25節 神津島西・夜千代&梨々香(後編)
「そう…!『洗脳』!」
梨々香が能力の開示と同時に十指のネイルから糸を放出する。
それを女に向けて飛ばすが、直前で糸の軌道が曲がって色んな方向に散っていった。
「ありゃ…!防がれちゃった!」
「私に飛び道具は効きません!」
ジェット機のように突っ込んでくる女。
梨々香は後ろの木の枝に糸を放出し、巻取り式ワイヤーのようにして身体を引く。
「無駄ですよ!」
女が腕を横に払うと空気の刃が飛び、糸を切断する。
「ええ!?そんなの有り!?…痛ったぁ!!」
落とされた梨々香は慣性で地面を転がる。
(精神耐性が強く、糸も通じない相手。梨々香にとってこの女は天敵だな。)
梨々香の洗脳で味方にする予定だったが、初戦からハズレくじを引いた。
作戦は失敗。助けようと身を乗り出した時、ものすごい勢いでこちらに接近する強い気配を感じた。
「敵はこっちかぁ!?」
幻神隊の増援だ。ガラの悪い金髪の男が走ってきた。
その奥にさらに強い気配。この強さ、おそらく隊長クラス。
「これは…中々骨が折れそうだ。」
目線を梨々香に戻すと、風使いの女があの竜巻を梨々香に放とうとしていた。
全速力で地面に這いつくばっていた梨々香を脇に抱えてその場を離れる。
直後、背後から爆発にも似た衝撃と切り刻む音が聞こえた。
竜巻が過ぎた森には、切り刻まれた幹と枝の残骸だけが散らばっていた。細かな木片がまだ空中を舞っている。
風の刃が通った道筋がくっきりと地面に残されていた。
「あ、危なかった〜〜!!マジでありがと、ヤッチー。」
「お礼言ってる場合か。構えろ。」
女の元に二人の増援が到着する。
金髪ヤンキーと青髪の眼鏡男。
(さっきの強い気配の正体はこの眼鏡男か。)
「気をつけて下さい!あの女の人、洗脳神器を持ってます!」
風使いの女がそう叫ぶと、眼鏡男は少しだけ目を見開き、興味深そうに顎を触る。
それとは対照的にヤンキーの方はニッカリと笑い、堂々と戦闘態勢に入っていた。
「関係ねぇよ。洗脳される前にバシッと殺りゃいいだけの話だろうが!!」
ヤンキーは背中に背負っていた手斧を取り出す。淡い光が包み込み、白い隊服が黒いスーツに変わり、ベストに金色の龍が刻み込まれる。
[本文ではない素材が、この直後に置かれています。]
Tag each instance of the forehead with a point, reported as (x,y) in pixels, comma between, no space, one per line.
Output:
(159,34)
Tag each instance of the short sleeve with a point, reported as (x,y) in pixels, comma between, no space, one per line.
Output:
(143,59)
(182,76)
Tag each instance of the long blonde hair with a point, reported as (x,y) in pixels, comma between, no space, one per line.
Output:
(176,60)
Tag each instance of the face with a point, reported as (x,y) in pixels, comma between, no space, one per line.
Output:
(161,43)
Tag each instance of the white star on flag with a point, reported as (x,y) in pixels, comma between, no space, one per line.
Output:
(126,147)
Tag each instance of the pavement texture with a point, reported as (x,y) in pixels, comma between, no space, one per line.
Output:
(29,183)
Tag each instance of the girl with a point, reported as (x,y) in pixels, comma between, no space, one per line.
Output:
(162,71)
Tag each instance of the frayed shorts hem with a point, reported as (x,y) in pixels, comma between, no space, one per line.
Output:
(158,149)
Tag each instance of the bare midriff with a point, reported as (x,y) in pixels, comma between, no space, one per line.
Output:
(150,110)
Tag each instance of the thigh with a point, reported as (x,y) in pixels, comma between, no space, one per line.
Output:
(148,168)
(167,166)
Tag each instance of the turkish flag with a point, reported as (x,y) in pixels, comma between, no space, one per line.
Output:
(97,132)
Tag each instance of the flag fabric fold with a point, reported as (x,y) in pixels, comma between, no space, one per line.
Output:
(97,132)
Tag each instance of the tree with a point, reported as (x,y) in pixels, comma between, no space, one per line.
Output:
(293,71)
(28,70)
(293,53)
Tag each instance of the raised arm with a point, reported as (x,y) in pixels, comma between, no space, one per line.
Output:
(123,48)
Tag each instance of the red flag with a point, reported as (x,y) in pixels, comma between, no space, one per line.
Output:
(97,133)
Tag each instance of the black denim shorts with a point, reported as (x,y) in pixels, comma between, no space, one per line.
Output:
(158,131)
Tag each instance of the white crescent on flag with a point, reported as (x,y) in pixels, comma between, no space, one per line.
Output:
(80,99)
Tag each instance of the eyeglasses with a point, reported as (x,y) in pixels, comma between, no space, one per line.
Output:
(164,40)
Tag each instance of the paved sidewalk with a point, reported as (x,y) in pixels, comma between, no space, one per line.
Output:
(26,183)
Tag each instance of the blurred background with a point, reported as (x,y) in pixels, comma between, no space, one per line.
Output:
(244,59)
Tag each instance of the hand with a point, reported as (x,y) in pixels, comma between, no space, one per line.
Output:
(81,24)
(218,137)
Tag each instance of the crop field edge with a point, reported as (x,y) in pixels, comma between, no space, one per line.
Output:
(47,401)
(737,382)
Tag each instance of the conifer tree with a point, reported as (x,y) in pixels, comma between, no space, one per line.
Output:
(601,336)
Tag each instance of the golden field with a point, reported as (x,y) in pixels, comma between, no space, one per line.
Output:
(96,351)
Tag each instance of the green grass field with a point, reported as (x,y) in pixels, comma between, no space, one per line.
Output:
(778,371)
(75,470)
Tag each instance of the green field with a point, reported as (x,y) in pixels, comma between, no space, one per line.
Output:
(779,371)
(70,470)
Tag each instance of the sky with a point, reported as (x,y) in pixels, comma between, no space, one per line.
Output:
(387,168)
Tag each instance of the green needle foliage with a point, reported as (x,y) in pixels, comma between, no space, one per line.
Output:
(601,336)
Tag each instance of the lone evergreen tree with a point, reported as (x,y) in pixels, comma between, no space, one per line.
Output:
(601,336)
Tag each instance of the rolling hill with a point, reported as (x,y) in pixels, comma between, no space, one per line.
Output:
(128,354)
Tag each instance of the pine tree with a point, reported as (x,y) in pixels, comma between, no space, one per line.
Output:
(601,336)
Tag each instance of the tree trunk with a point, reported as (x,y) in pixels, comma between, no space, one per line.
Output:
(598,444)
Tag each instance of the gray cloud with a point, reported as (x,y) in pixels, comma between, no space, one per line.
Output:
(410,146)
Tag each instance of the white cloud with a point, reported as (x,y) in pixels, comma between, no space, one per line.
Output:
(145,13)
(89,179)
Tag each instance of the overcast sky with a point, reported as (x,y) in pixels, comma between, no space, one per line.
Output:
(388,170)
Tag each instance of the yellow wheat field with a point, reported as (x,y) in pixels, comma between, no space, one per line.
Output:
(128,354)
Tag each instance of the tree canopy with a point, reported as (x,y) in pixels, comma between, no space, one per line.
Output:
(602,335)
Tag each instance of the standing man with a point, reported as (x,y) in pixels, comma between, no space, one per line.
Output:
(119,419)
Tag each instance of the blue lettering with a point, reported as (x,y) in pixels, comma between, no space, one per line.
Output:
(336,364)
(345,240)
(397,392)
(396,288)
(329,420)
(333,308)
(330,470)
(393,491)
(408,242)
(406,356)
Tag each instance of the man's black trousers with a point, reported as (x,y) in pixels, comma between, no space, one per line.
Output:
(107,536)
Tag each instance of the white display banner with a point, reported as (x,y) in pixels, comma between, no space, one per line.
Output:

極道に早変わりした男は、身体に電気を纏い、姿勢を低くする。今にも、こちらに突撃してきそうな様子だ。
「行くぜ……!電光——。」
「待て。」
「あがっ!!?」
技を繰り出そうとしていた所に後ろから眼鏡男に首根っこを掴まれ、間抜けな声を出してじたばた暴れるヤンキー。まるで犬のようだ。
「輝龍はここを離脱。他に潜んでいる敵を探すんだ。」
「な…!?何でッスか!?」
「だってお前、すぐ洗脳かかりそうだから。」
「んなもん、気合いで何とか出来ますって!!」
「いや、キリュウじゃ無理。ここは水主副隊長と私に任せて早く行って。」
「て、テメエ……。クソッ!あとで覚えてろよ……!」
バリバリバリッ!!
「なに今の…。人が電気になって空に消えちゃった…。」
「ああ…。あのバカそうな奴を逃したのは痛いが、こっちに集中した方が良い。あの男、ミズシと呼ばれていた。」
「えっ!?ミズシってあの戦闘部隊No.2の!?」
水主 武流。
幻神隊最強と名高い戦闘部隊第一小隊の副隊長。
その強さは他の隊の隊長以上とも言われ、大規模戦闘における統率力も優秀なのにも関わらず、昇任を蹴ってその地位に居続ける変わり者。
「何だ。俺の事知ってるのか。なら自己紹介は要らないよな。」
「ああ…よーく知ってるさ。なんせ仇なもんでな。」
「…はは!そうか!それじゃあ、お互い様だな。」
ミズシ。こいつは加賀家当主……僕の父と母を殺した張本人だ。